Untätiger Vermieter riskiert Verlust von Nachzahlung
Hintergrund
Die Vermieter einer Wohnung verlangen von einem ehemaligen Mieter die Nachzahlung von Betriebskosten aus der Betriebskostenabrechnung für das Jahr 2005. Die Vermieter haben dem Mieter gegenüber die Betriebskosten für das Jahr 2005 Ende Juni 2006 abgerechnet. Die Abrechnung endete mit einer Nachforderung. Den Nachforderungsanspruch haben die Vermieter zunächst nicht weiterverfolgt und sodann erst kurz vor Ende der am 31.12.2009 ablaufenden Verjährungsfrist gerichtlich geltend gemacht.
Gegen sämtliche Betriebskostenabrechnungen der Jahre 2001 bis 2007 hatte der Mieter jeweils im wesentlichen gleichlautende Einwendungen erhoben, ohne dass die Vermieter hierauf reagiert haben. Die Nachforderungen der Abrechnungen 2001 bis 2004 ließen die Vermieter verjähren.
Im Jahr 2007 erwarb der Mieter die Wohnung im Wege der Zwangsversteigerung, sodass das Mietverhältnis endete. Auch im Anschluss hieran machten die (Ex-)Vermieter zunächst keine Anstalten, die Nachforderung für 2005 zu verfolgen.

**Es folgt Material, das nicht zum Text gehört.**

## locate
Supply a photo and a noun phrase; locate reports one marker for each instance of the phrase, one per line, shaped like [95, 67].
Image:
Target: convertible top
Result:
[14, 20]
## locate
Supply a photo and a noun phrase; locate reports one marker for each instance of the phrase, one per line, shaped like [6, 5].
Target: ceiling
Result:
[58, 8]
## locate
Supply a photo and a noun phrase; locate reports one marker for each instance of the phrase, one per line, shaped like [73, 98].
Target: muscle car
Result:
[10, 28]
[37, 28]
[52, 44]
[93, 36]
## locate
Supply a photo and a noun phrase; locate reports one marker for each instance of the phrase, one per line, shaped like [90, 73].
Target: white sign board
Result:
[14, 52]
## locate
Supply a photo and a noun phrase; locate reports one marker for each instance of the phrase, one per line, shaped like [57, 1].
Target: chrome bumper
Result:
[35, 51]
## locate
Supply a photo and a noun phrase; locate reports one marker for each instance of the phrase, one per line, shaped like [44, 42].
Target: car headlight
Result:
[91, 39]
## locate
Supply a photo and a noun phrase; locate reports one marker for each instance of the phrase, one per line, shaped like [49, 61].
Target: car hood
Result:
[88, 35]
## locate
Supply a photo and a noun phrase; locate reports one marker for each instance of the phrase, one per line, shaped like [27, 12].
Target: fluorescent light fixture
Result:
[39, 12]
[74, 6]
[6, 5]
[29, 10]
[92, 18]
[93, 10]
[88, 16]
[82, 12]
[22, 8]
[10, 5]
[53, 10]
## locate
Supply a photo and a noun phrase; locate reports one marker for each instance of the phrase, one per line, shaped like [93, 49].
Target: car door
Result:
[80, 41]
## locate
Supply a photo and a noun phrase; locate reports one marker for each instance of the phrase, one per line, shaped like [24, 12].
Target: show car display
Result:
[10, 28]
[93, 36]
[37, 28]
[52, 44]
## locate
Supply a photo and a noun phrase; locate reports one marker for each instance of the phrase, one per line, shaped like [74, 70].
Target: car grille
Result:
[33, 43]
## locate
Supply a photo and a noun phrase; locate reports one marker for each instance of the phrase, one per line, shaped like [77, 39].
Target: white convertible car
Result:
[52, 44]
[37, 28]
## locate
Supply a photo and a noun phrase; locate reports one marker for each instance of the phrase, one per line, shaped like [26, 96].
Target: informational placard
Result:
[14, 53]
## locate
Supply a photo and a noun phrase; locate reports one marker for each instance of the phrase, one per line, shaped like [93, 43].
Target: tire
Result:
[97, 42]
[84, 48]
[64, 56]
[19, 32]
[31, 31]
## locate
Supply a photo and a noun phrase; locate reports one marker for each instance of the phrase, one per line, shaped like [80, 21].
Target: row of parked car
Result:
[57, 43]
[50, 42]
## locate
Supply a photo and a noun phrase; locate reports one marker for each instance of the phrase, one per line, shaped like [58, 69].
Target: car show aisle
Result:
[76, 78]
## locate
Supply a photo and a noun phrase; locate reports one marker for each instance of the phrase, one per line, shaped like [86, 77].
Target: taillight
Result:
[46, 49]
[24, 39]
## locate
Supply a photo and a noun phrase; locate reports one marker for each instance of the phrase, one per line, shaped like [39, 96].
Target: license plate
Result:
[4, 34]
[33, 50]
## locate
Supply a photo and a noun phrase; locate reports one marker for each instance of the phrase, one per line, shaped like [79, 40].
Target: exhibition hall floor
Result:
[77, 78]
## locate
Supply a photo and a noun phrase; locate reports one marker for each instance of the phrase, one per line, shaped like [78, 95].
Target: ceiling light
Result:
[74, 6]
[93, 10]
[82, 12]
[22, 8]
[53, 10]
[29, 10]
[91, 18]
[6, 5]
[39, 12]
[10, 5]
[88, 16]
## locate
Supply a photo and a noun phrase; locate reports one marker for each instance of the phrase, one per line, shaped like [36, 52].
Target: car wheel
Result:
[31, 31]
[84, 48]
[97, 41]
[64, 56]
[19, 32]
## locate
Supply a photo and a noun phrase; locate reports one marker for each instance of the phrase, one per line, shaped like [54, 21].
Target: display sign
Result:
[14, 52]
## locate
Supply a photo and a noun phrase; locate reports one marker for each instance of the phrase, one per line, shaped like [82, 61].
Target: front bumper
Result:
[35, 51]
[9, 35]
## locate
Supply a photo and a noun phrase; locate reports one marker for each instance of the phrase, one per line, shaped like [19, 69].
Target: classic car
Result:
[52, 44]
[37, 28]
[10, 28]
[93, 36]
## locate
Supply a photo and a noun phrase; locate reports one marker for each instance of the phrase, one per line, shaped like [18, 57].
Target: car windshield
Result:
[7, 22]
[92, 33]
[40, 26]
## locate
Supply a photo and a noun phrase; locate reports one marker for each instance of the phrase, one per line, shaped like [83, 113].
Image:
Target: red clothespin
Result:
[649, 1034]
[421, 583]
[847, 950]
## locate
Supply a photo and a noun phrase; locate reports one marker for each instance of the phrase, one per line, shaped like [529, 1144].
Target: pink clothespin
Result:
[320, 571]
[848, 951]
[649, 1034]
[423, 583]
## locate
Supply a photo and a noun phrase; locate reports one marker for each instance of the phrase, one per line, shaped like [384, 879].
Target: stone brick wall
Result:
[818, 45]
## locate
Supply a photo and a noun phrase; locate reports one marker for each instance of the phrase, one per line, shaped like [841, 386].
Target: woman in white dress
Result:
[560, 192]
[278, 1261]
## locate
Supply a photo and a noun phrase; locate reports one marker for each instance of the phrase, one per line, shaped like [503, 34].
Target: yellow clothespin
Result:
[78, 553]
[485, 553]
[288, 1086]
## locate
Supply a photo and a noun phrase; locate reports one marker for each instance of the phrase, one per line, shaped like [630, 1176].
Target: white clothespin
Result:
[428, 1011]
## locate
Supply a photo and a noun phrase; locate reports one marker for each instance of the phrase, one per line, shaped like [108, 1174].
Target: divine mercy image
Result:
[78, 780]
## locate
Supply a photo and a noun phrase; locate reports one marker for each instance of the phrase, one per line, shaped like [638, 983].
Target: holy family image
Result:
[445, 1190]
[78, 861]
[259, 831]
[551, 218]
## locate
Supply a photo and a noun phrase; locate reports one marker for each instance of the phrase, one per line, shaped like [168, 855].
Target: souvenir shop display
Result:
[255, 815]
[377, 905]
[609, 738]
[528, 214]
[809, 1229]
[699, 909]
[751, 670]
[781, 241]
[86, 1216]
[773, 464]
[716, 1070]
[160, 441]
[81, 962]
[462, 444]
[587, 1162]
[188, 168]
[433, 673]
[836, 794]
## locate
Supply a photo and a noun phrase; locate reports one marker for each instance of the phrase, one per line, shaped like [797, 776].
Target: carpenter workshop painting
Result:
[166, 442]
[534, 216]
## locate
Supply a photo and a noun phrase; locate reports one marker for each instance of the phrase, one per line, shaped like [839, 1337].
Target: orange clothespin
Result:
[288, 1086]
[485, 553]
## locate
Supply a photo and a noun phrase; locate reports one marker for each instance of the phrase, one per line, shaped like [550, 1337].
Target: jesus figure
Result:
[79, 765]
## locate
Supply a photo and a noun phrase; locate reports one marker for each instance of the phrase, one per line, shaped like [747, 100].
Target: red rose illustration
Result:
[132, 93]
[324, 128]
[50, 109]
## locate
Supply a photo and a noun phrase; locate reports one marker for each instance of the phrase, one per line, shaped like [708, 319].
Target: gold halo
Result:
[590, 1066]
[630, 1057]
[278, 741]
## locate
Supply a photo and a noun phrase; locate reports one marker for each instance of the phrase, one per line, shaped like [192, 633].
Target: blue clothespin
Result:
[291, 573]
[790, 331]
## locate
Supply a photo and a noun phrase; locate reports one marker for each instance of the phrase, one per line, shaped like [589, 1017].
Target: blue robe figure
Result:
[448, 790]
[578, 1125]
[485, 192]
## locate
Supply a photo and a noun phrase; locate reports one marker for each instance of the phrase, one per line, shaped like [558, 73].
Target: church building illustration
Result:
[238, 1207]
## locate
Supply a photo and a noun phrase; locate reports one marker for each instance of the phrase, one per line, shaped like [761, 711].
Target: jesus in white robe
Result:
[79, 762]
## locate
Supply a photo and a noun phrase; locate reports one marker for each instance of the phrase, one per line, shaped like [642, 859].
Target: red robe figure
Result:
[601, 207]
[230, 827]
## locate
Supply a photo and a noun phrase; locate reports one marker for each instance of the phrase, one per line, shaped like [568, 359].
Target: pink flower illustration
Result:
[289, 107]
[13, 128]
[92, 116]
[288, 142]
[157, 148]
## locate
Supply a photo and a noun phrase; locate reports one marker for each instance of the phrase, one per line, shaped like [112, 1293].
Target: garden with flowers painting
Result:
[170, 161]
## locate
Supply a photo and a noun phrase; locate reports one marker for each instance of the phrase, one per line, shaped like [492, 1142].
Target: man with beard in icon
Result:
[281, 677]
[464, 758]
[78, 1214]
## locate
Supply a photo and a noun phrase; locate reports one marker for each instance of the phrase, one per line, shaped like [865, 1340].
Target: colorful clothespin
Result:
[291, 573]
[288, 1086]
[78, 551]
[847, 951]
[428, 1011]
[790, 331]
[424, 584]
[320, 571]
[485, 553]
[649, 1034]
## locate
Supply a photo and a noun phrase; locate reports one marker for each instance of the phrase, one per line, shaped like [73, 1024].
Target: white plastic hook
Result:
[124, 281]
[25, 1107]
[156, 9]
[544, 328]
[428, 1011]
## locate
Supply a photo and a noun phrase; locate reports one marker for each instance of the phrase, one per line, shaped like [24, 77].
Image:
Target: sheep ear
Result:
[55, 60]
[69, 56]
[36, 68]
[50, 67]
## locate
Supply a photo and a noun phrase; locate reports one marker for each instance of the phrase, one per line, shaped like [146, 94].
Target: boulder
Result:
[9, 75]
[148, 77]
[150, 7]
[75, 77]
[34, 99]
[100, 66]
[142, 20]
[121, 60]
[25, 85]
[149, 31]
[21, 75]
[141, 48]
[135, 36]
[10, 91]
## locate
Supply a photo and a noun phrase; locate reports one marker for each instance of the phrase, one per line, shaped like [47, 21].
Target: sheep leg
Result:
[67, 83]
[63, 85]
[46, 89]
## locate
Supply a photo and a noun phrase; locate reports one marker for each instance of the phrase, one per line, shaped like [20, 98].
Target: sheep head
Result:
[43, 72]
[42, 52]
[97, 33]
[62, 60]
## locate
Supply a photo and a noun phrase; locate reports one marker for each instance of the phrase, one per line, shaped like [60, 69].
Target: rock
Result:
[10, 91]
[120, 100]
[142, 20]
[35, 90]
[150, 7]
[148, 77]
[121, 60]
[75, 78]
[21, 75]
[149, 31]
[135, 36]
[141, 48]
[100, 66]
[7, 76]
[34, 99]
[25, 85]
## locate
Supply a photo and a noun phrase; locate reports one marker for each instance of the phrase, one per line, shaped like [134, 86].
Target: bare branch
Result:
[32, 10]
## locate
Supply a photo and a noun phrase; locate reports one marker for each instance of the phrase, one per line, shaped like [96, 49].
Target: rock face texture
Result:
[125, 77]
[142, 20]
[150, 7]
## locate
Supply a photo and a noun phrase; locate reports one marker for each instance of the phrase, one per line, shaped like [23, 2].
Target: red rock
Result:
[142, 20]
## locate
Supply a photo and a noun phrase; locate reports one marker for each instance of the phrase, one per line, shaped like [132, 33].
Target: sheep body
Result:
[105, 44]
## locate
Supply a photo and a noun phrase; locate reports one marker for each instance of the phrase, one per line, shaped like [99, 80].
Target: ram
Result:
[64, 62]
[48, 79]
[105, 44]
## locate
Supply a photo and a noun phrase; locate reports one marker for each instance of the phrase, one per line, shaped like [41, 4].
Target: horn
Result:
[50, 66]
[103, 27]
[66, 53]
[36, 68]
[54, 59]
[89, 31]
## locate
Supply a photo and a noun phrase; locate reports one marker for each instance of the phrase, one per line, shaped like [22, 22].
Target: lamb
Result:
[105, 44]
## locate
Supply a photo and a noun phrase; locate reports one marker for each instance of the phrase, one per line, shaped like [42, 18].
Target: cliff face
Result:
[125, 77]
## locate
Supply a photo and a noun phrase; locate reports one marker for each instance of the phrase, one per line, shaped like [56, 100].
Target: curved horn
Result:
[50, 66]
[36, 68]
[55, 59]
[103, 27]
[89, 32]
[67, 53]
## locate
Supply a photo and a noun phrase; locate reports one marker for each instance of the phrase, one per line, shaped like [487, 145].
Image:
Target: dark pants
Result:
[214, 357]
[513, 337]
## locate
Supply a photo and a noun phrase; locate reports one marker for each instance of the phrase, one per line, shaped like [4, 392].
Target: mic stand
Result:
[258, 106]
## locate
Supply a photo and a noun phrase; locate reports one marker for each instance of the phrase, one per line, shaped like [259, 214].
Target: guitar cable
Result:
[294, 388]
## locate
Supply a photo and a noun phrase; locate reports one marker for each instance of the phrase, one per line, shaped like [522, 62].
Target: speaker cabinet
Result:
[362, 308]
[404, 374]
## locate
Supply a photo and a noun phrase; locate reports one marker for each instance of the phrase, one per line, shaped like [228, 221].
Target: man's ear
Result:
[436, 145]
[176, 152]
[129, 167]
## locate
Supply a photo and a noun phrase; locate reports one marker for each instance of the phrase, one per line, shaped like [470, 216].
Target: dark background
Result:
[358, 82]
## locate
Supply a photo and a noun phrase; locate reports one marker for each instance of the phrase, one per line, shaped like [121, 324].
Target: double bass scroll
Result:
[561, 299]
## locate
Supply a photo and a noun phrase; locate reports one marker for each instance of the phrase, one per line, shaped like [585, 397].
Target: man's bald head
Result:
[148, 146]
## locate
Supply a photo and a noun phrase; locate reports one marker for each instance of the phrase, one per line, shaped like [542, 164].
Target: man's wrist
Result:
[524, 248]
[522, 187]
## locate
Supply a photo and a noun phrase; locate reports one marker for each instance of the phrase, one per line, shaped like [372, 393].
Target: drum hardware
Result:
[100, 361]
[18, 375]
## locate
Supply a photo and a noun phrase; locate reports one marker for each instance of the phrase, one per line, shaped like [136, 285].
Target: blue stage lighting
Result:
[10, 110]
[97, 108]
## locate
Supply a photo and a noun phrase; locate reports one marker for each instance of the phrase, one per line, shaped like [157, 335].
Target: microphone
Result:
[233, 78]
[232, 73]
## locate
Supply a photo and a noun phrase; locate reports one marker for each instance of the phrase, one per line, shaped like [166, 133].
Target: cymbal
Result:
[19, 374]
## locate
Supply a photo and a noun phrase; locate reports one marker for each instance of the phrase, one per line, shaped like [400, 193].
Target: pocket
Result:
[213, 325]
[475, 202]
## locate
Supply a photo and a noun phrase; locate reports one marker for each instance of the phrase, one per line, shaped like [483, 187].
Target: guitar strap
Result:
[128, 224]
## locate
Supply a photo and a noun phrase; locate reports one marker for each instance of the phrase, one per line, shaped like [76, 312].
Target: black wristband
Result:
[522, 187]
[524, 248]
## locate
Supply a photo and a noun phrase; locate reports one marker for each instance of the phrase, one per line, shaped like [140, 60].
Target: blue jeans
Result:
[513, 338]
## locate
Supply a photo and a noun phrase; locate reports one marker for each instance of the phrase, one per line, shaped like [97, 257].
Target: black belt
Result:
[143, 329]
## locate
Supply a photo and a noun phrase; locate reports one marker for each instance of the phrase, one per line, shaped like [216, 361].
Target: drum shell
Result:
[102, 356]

Der Mieter weigert sich, die Nachzahlung für 2005 zu leisten. Er hält den Anspruch für verwirkt.
Entscheidung
Der BGH gibt dem Mieter Recht. Der Nachforderungsanspruch ist verwirkt.
Das für eine Verwirkung erforderliche Zeitmoment besteht darin, dass die Vermieter nach Vorlage der Abrechnung fast dreieinhalb Jahre untätig geblieben sind. Hinsichtlich der zeitlichen Voraussetzung der Verwirkung gilt der allgemeine Grundsatz, dass umso seltener Raum für eine Verwirkung sein wird, je kürzer die Verjährungsfrist ist. Eine Verwirkung vor Ablauf der Verjährungsfrist kann nur aus ganz besonderen Gründen angenommen werden. Solche Gründe, die hier zugleich das für die Verwirkung ebenfalls notwendige Umstandsmoment darstellen, liegen indes vor.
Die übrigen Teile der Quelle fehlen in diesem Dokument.